Sunday Salon: Kilts in the Sunshine, Reading in the Rain

We are back, alas, from our month in London, carrying great piles of books and programmes and painstaking notes for blog entries on my (somewhat backlogged) London journal:



Approaching this from another angle, though, we are back (thank the volcano gods) at home in Halifax, reveling in a mix of stunningly sunny and gloomily maritime weather:

  To be honest, I love the gloomy weather as much as the sunny (which make me a good candidate for Nova Scotia residency, eh?).  It fits the gothic landscape of the Maritimes like a glove.  But when we headed off to visit the Halifax citadel yesterday, its star-shaped fortress replete with bagpipers (as you can see) and Scottish guardsmen, I was glad of the toasty sunshine.


Today I am glad of the wintry damp that has settled over us: after a delicious brunch with friends at Jane's on the Common (Nova Scotian Salmon Benedict on Sweet Potato Biscuits), it gives us an excuse to loll about indoors all day, reading and blogging and (in D's case) playing the Wii.  In fact, I find myself scowling a bit at the rays of sunshine that are peeking through the window right now - it will be a lot harder to justify the lolling if the day becomes as beautiful as yesterday.

So what am I reading?

I am in the final, all-consuming throes of Patrick Ness's YA thriller The Knife of Never Letting Go.

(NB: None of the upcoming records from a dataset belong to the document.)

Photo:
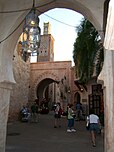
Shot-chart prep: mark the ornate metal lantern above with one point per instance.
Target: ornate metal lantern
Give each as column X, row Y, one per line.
column 31, row 32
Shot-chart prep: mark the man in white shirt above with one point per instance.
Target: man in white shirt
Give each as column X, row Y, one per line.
column 93, row 119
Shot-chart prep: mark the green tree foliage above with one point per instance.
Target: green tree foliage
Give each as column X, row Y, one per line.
column 86, row 47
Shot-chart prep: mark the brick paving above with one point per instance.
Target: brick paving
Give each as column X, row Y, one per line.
column 43, row 137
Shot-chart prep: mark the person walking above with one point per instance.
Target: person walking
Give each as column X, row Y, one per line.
column 34, row 112
column 78, row 111
column 57, row 115
column 70, row 119
column 94, row 122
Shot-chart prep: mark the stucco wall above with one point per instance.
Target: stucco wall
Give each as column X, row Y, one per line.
column 19, row 93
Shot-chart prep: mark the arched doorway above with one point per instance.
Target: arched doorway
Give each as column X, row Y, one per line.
column 77, row 97
column 6, row 53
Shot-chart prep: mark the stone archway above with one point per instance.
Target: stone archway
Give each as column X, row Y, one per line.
column 49, row 76
column 77, row 97
column 93, row 11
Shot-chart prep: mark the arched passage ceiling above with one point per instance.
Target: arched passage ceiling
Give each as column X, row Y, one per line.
column 91, row 9
column 42, row 86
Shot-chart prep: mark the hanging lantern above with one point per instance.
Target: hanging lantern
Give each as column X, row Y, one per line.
column 31, row 32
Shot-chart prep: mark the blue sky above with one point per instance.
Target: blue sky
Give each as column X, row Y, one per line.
column 64, row 35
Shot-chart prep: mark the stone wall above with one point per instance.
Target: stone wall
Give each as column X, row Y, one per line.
column 19, row 94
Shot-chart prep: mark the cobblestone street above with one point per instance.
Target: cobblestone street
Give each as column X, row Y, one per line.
column 43, row 137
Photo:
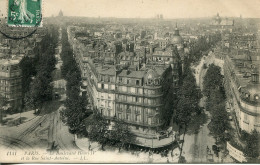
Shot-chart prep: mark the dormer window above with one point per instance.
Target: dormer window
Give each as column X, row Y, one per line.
column 150, row 81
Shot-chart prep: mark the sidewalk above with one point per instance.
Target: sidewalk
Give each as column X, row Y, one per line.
column 155, row 143
column 114, row 156
column 14, row 119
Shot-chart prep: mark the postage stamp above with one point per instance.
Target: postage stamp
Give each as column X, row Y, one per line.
column 24, row 13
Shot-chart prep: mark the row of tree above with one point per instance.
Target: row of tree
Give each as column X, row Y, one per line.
column 215, row 101
column 114, row 133
column 203, row 44
column 75, row 104
column 188, row 96
column 36, row 72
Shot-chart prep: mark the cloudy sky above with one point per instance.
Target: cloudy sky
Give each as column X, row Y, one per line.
column 149, row 8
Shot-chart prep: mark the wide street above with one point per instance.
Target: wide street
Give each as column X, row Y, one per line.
column 40, row 131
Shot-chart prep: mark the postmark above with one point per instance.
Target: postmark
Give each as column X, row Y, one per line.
column 24, row 13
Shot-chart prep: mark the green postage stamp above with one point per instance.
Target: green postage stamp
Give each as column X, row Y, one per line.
column 24, row 13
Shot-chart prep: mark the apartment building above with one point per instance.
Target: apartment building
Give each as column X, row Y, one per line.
column 11, row 82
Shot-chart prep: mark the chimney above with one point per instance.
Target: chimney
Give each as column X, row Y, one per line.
column 128, row 72
column 255, row 76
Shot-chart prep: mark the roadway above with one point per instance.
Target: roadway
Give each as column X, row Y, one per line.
column 41, row 131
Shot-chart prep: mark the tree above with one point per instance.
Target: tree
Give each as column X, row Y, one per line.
column 121, row 133
column 97, row 129
column 252, row 146
column 212, row 80
column 3, row 102
column 189, row 97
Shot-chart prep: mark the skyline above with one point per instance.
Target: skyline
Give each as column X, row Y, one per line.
column 170, row 9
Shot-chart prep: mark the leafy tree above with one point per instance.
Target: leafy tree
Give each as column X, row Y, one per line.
column 189, row 97
column 98, row 130
column 3, row 102
column 252, row 146
column 75, row 112
column 212, row 80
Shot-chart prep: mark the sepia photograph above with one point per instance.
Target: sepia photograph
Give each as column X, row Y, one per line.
column 130, row 81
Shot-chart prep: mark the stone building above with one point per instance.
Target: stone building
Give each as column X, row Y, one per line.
column 241, row 82
column 11, row 82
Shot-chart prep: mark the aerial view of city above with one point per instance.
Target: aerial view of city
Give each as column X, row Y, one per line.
column 129, row 81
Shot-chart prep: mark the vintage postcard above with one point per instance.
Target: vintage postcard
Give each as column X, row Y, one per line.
column 129, row 81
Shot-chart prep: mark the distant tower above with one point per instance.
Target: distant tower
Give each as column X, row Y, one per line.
column 161, row 16
column 60, row 14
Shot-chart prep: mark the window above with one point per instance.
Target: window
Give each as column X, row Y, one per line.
column 127, row 117
column 137, row 118
column 108, row 112
column 149, row 120
column 137, row 82
column 119, row 115
column 245, row 117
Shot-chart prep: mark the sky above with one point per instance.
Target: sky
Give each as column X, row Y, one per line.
column 149, row 8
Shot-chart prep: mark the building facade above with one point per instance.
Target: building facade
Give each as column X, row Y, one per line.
column 11, row 83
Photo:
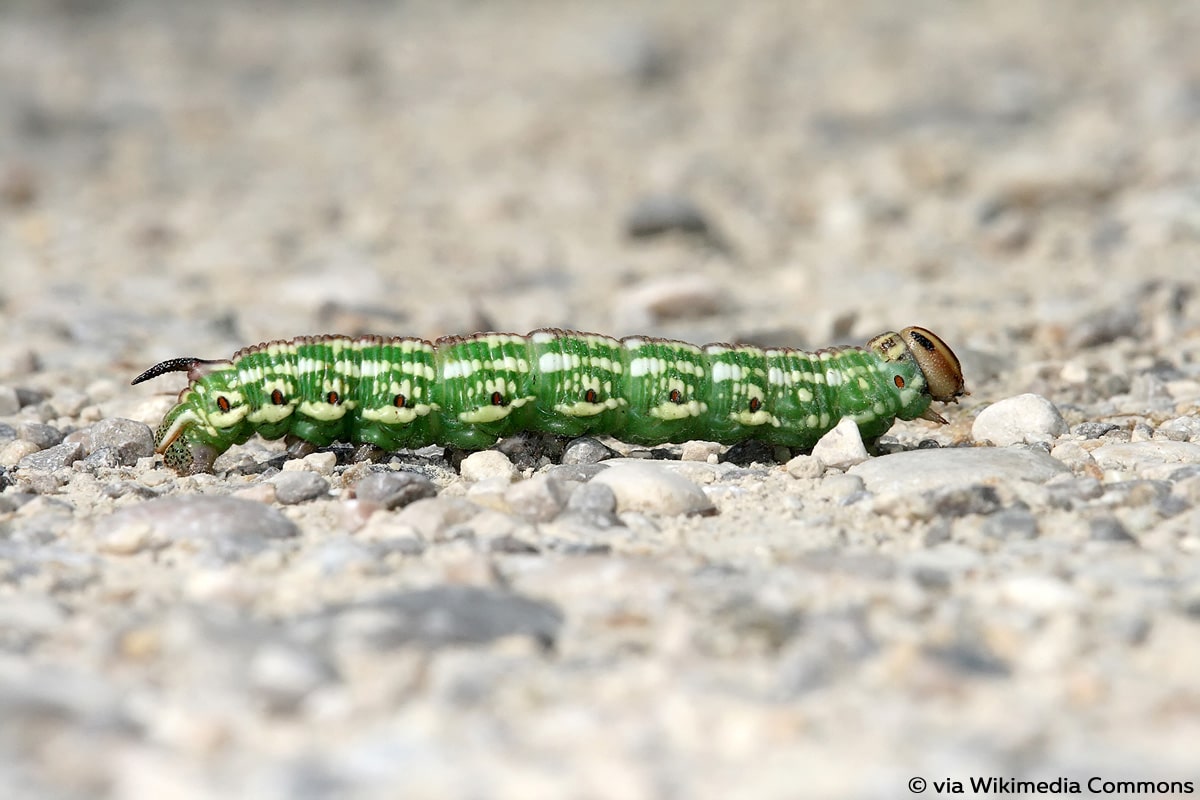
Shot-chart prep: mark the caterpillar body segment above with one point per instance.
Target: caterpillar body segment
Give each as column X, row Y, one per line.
column 469, row 391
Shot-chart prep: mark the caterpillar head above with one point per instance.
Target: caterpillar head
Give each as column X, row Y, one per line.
column 185, row 437
column 178, row 440
column 933, row 359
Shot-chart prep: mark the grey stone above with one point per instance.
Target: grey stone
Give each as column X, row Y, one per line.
column 963, row 500
column 223, row 527
column 594, row 499
column 41, row 434
column 576, row 473
column 129, row 439
column 653, row 488
column 659, row 214
column 1011, row 524
column 102, row 458
column 52, row 458
column 394, row 489
column 283, row 674
column 299, row 486
column 1141, row 457
column 587, row 450
column 1109, row 529
column 9, row 401
column 538, row 499
column 448, row 614
column 1093, row 429
column 919, row 470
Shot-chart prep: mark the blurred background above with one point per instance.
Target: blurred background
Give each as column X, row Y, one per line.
column 190, row 178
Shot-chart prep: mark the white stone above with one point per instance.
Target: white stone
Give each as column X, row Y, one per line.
column 804, row 467
column 487, row 463
column 1025, row 419
column 652, row 489
column 841, row 447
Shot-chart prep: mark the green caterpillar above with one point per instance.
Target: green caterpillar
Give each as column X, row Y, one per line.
column 469, row 391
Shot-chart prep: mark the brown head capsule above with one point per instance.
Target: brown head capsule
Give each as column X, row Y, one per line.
column 941, row 367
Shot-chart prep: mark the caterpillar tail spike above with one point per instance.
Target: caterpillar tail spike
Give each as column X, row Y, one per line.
column 469, row 391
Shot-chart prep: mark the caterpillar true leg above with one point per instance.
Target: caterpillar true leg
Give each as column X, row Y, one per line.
column 467, row 392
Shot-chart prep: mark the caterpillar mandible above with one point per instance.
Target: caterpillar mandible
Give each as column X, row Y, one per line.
column 469, row 391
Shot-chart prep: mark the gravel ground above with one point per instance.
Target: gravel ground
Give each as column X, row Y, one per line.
column 1013, row 595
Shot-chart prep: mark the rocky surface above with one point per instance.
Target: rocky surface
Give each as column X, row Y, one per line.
column 1014, row 594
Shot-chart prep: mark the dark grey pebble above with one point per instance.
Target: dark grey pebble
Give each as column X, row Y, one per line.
column 52, row 458
column 129, row 439
column 576, row 473
column 223, row 527
column 594, row 503
column 27, row 396
column 1183, row 473
column 959, row 501
column 394, row 489
column 660, row 214
column 587, row 450
column 823, row 650
column 538, row 499
column 102, row 458
column 970, row 657
column 1109, row 529
column 1104, row 326
column 755, row 451
column 445, row 615
column 41, row 434
column 299, row 486
column 1067, row 492
column 1011, row 524
column 1093, row 429
column 510, row 543
column 1135, row 493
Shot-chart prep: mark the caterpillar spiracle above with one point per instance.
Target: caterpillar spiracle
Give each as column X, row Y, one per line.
column 469, row 391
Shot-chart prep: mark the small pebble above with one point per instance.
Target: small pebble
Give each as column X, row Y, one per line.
column 594, row 501
column 843, row 446
column 52, row 458
column 919, row 470
column 293, row 487
column 705, row 451
column 804, row 465
column 651, row 488
column 1011, row 524
column 1093, row 429
column 538, row 499
column 394, row 489
column 43, row 435
column 223, row 527
column 9, row 401
column 13, row 451
column 448, row 614
column 1015, row 420
column 487, row 463
column 659, row 214
column 587, row 450
column 129, row 439
column 1109, row 529
column 677, row 296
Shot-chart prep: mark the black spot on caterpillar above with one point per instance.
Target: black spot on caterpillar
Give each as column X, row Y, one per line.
column 468, row 391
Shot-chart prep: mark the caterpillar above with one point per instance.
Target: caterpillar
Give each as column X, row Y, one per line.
column 469, row 391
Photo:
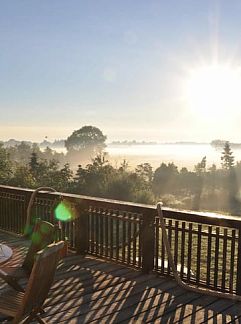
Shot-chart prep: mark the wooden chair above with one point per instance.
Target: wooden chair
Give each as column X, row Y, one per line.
column 24, row 307
column 44, row 233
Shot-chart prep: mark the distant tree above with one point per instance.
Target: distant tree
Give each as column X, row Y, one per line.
column 34, row 164
column 89, row 139
column 165, row 179
column 5, row 166
column 23, row 177
column 145, row 170
column 200, row 170
column 201, row 166
column 227, row 157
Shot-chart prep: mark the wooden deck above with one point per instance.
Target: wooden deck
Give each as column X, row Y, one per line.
column 90, row 290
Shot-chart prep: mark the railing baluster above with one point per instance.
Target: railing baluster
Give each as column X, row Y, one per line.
column 170, row 240
column 182, row 249
column 189, row 255
column 198, row 253
column 157, row 242
column 216, row 270
column 163, row 252
column 209, row 259
column 176, row 233
column 232, row 253
column 224, row 260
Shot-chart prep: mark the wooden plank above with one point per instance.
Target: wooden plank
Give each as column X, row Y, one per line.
column 98, row 299
column 112, row 310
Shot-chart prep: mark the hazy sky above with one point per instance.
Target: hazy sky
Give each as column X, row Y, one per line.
column 120, row 65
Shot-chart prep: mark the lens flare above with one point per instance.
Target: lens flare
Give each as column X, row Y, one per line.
column 64, row 212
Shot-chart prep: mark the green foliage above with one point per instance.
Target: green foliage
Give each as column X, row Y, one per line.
column 5, row 166
column 87, row 138
column 227, row 157
column 204, row 188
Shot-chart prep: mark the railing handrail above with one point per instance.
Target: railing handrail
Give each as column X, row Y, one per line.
column 206, row 246
column 207, row 218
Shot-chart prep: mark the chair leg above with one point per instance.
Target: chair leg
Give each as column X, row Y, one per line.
column 40, row 320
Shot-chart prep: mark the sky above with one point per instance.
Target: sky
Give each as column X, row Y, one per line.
column 123, row 66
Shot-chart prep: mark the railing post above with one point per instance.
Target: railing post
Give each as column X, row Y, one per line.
column 81, row 230
column 238, row 284
column 148, row 243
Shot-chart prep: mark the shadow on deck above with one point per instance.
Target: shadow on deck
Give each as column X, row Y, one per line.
column 87, row 289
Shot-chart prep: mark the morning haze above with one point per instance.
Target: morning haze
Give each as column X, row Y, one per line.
column 135, row 69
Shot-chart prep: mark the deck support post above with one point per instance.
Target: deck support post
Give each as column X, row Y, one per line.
column 238, row 285
column 148, row 242
column 82, row 230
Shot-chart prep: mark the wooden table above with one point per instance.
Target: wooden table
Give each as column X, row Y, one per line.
column 5, row 253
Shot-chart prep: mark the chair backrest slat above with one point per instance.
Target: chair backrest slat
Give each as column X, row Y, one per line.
column 41, row 278
column 43, row 235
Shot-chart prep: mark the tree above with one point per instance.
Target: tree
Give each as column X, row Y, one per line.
column 5, row 166
column 88, row 139
column 227, row 157
column 200, row 170
column 165, row 179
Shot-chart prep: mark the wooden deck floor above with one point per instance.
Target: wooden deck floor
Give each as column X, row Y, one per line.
column 90, row 290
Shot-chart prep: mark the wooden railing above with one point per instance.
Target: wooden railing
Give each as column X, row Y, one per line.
column 206, row 247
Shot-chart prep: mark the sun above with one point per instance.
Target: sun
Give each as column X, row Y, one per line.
column 214, row 89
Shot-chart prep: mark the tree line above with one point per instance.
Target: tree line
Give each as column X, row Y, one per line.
column 213, row 189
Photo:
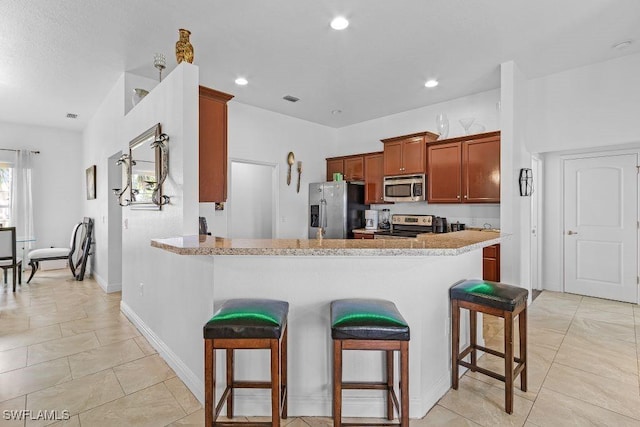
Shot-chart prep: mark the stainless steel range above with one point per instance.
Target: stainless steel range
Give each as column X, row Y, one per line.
column 407, row 226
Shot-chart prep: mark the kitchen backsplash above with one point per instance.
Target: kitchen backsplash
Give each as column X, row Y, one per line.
column 470, row 214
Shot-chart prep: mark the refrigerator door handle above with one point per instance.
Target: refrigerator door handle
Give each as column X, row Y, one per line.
column 323, row 215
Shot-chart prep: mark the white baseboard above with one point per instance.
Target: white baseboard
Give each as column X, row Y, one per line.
column 107, row 287
column 190, row 379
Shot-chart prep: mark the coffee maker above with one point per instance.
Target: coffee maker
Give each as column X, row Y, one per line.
column 384, row 218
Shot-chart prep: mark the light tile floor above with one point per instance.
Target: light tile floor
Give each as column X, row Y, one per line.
column 64, row 345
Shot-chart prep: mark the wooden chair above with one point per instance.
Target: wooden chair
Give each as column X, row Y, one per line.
column 76, row 254
column 496, row 299
column 371, row 324
column 8, row 258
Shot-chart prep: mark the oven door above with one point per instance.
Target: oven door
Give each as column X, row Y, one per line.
column 404, row 188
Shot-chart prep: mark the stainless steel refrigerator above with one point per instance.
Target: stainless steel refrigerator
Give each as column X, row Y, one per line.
column 338, row 207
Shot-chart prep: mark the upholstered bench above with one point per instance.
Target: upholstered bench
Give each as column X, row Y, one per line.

It takes place in a world suffused with Noise - a virus has made men's thoughts audible, an alteration which changes everything we know about deception and privacy.  For each of the last two nights, just as I was drifting off to sleep with the book in my hand, two separate, profoundly awful things occurred in the plot, leaving me feeling so grotesquely bad that I had to keep reading in order to avoid being haunted by these events in my sleep.  So I feel a bit ... captive to the book.  It is an intriguing world (and one which it would be far too difficult to spoil, hence my cagey vagueness in describing it), a world in which compelling characters are put in difficult and thought-provoking situations, but it can also be a deeply unpleasant one, as perhaps all books about war and violence should be.  I am just coming to the point, at the end of this first installment in the Chaos Walking trilogy, where some of the great mysteries of the book are being explained.  Sadly, as with LOST (the last few episodes of which we gulped down as soon as we arrived back on these shores), the explanations have a diminishing effect on the narrative: they are considerably less interesting than the mysteries.  Don't get me wrong, though: I have already ordered the next two installments in the series.  It has me firmly in its clutches.

Next up is Douglas Adams's Dirk Gently's Holistic Detective Agency, which I started in London, where I was charmed by the alternative-world depiction of an Oxford college.  It is, interestingly enough, on my "1001 Books You Must Read Before You Die" list.  As compared with The Hitchhiker's Guide series, I knew nothing about this one.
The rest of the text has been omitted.